There is MAHOUT-950, which cleans up some of the mixed-usage tricks for
using MultipleOutputs. It does not pass tests under 0.20.203, though.
Under various 23.x-SNAPSHOTS, -822 required -950 to pass all tests, but
I guess before 0.23.1 was released, the earlier behavior was duplicated.

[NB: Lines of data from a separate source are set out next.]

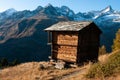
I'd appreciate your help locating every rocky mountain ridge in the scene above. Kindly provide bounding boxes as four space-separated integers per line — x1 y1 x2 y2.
0 4 120 62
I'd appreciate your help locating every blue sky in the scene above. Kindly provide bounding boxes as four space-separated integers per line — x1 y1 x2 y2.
0 0 120 12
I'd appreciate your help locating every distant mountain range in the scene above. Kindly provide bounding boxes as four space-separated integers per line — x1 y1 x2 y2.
0 4 120 62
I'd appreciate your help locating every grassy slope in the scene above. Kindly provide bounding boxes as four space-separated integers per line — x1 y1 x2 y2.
0 50 120 80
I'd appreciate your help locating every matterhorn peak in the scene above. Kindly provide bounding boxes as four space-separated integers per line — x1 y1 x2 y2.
102 5 113 13
45 3 53 8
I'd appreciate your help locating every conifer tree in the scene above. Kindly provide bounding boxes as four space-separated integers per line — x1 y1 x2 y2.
112 29 120 51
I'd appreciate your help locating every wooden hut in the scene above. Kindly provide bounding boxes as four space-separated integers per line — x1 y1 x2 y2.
45 21 101 63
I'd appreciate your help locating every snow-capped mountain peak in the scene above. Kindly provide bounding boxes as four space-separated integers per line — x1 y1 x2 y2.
102 5 113 13
45 3 53 8
3 8 17 15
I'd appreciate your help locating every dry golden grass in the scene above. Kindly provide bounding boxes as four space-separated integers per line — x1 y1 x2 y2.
98 50 120 63
0 52 120 80
0 62 88 80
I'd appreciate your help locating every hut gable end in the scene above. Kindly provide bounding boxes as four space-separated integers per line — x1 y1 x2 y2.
45 21 101 63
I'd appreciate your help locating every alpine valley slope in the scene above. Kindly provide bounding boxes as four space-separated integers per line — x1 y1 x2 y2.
0 4 120 62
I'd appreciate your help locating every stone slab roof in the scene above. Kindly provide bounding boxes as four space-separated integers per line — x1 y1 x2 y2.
45 21 92 31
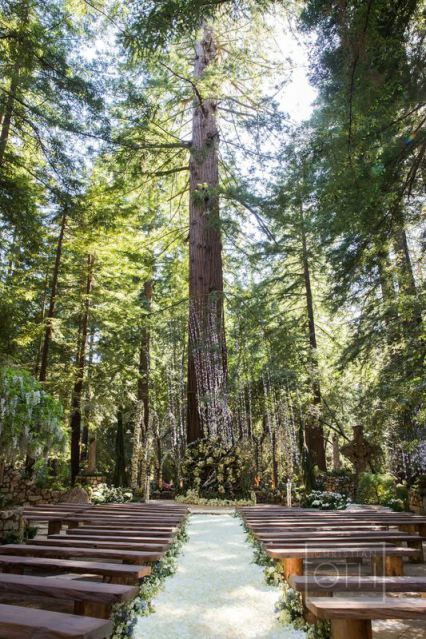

Jeff did +1 the clustering changes in -822, and the HadoopUtil changes
are fixing the build under 0.23.1, not an old 0.20.x. Any objections to
this going in with the whitespace correction and comment removal
mentioned on reviewboard?
-tom
On 03/09/2012 01:52 PM, Dmitriy Lyubimov wrote:
On another note, i was primarily interested to see if this branch
tacles old/new api multiple outputs anywhere, it doesn't look like it
does. I think 0.20.203 already have support for new api multiple
outputs, i guess i can take care of it on some other branch. in fact
the methods i care about initially had been doing it 100% with new api
found in Cloudera distros and were hacked back to support 0.20.2 which
Mahout was shipped with. so i think i'll take a look at it at some
other issue separately.
On Fri, Mar 9, 2012 at 10:50 AM, Dmitriy Lyubimov<dlyubi...@apache.org> wrote:
On Thu, Mar 8, 2012 at 8:43 PM, tom pierce<t...@apache.org> wrote:
Is there someone you'd nominate as an additional reviewer?
This clustering stuff in Mahout is i think something Jeff is very
knowledgeable of. Unless he already was positive in the jira
discussion, maybe he can review?